What this means for your Shopify store
- Receiving is already your duty. In Germany (since 2025) and France (from September 2026), you must be able to receive and properly archive suppliers' e-invoices — even a pure B2C store.
- Issuing depends on your B2B share. Sell to business customers in Germany or France, even occasionally? Compliant structured invoices become mandatory on the timelines above. B2C invoices can stay classic PDFs.
- Shopify alone won't do it. Shopify doesn't natively produce EN 16931 XML — and its standard checkout doesn't collect buyers' VAT IDs, which compliant B2B invoices require. You need an app that handles both.
- Zero-tax lines need legal reasons. Reverse charge, intra-EU supplies, exports, small-business schemes: each 0% line must carry the correct VAT category and exemption reason, or the invoice is formally invalid.

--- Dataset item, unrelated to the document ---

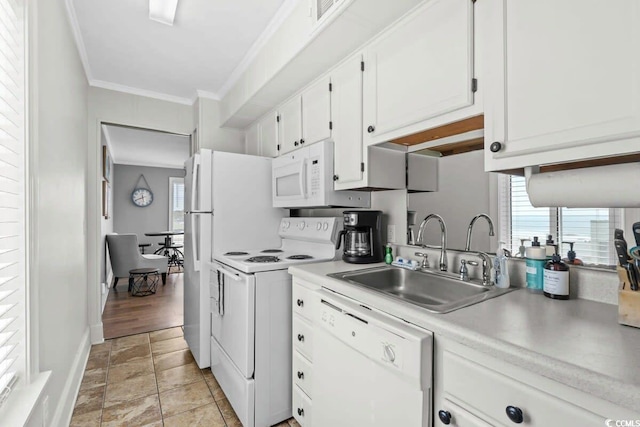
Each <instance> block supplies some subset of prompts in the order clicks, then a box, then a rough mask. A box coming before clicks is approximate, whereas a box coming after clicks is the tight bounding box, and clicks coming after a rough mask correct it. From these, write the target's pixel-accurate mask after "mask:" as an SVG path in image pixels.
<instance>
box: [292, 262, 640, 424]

- Archive the original. 8 years in Germany, 10 in France and Belgium — the structured file itself, tamper-evident, exportable for audits.
Why "validator-green" should be your buying criterion
Here's the uncomfortable truth we found while testing tools in this space: some produce files that look like ZUGFeRD or Factur-X but fail official validation — wrong embedded filename, mixed standards, or a standard-rated VAT category with a 0% rate. Those errors surface at the worst moments: your customer's accounting import rejects the file, or a tax audit flags it. The official validators are public (KoSIT's validator for German formats, veraPDF for PDF/A-3): whatever solution you pick, insist on invoices that pass them — every release, not just at launch.
Where InvoNorm fits
InvoNorm turns every Shopify order into a compliant e-invoice automatically — ZUGFeRD and XRechnung for Germany, Factur-X for France — with B2B VAT ID capture, legally correct zero-tax handling, gap-free sequential numbering and statutory archiving (8–10 years, tamper-evident). No accounting-software subscription required, and every release ships only when the official validators show green. Launching on the Shopify App Store in September 2026.
Join the waitlist — early stores get 6 months of Growth freeFAQ
I only sell B2C. Can I ignore all this?
Not quite. The receiving and archiving duties apply to you as a business (Germany since 2025, France from September 2026), and France adds e-reporting duties for B2C sales. Your outgoing customer invoices can remain regular PDFs, though.
Does this affect me if I'm outside the EU but sell into it?
The current German and French mandates target businesses established in those countries. But if you operate a local entity or are VAT-established there, the rules can reach you — and the EU's ViDA package will extend structured e-invoicing to cross-border trade later this decade. Worth watching either way.
Can't I just use my accounting software?
Accounting suites can often create e-invoices, but they're a separate subscription, rarely integrate deeply with Shopify orders, and are typically single-country. A native Shopify app generates compliant invoices directly from your order data — no extra software stack.
What's the risk of getting formats slightly wrong?
Formally invalid invoices can jeopardise your customer's input-VAT deduction, get rejected by their systems, and draw penalties (France fines per non-compliant invoice). Validation against the official checkers is the only reliable safeguard.
This guide is provided for general information (as of July 2026) and does not constitute tax or legal advice. Rules evolve — confirm your specific obligations with your tax advisor.